Although don't meditate enough, I keep trying. Yesterday I got an insight: that ruminative non-productive thought is both effortful and, well, non-productive.
The image that popped into mind as I was meditating was of the task of moving heavy bags full of sand from one room to another in a house. So say the kitchen needed a bag, and you had to move it from the bedroom, and then another two bags from the living room to the bathroom, and so forth throughout the day, without much purpose.
So many of my thoughts seem to be of that nature. You can work hard at thinking about your life but if it is just moving sandbags around, it is rather pointless, but also very tiring. Productive thought is simpler, without as much wasted effort, and also more productive in that it simplifies problems rather than complicating them.
I am all for thinking.
BUT trying and trying to think yourself into a paradigm that does not fit is barking up the wrong tree and can, I suppose, lead to what is called "rumination." I've wasted tons of time doing that.
Your bag image reminds me of my efforts to organize and weed through books and files. This is disturbing and I hope these efforts are less futile.
When meditating, don't hold onto thoughts. You have to let them pass like clouds
At the risk of overthinking the metaphor. Suppose you did have sandbags all over the house. And suppose that every time you moved from one room to another you took a bag, or two, with you and sometimes you just moved a few around in the "pointless" way you suggest. Well, that may not accomplish anything. But surely it's going to build strength. (I'm assuming these bags are moderately heavy.) People who ruminate might become stronger thinkers.
Or not. I get accused of rumination but I think it's contemplation. I think actual ruminators dull their minds, but that a lot of contemplation gets taken for rumination.
The muscles you get from moving those sandbags are not the right ones.

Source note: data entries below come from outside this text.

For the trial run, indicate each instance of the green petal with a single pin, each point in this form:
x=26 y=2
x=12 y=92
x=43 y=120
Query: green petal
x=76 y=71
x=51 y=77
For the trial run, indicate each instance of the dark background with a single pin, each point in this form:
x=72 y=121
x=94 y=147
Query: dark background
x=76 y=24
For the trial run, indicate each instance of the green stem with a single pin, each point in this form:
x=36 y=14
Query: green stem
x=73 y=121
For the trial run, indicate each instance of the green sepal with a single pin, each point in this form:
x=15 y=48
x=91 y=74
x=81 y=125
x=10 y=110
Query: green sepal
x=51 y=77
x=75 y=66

To use another analogy, it would be like thinking that those with OCD at least never have dirty hands, leave the oven on, or lose their keys.
And, yes, rumination is different from meditation and contemplation. Rumination is circular and never leads out of the trap of thought. You know the difference because rumination makes the problem worse rather than better.
The OCD analogy is apt. Yes, at some point we squander our strength.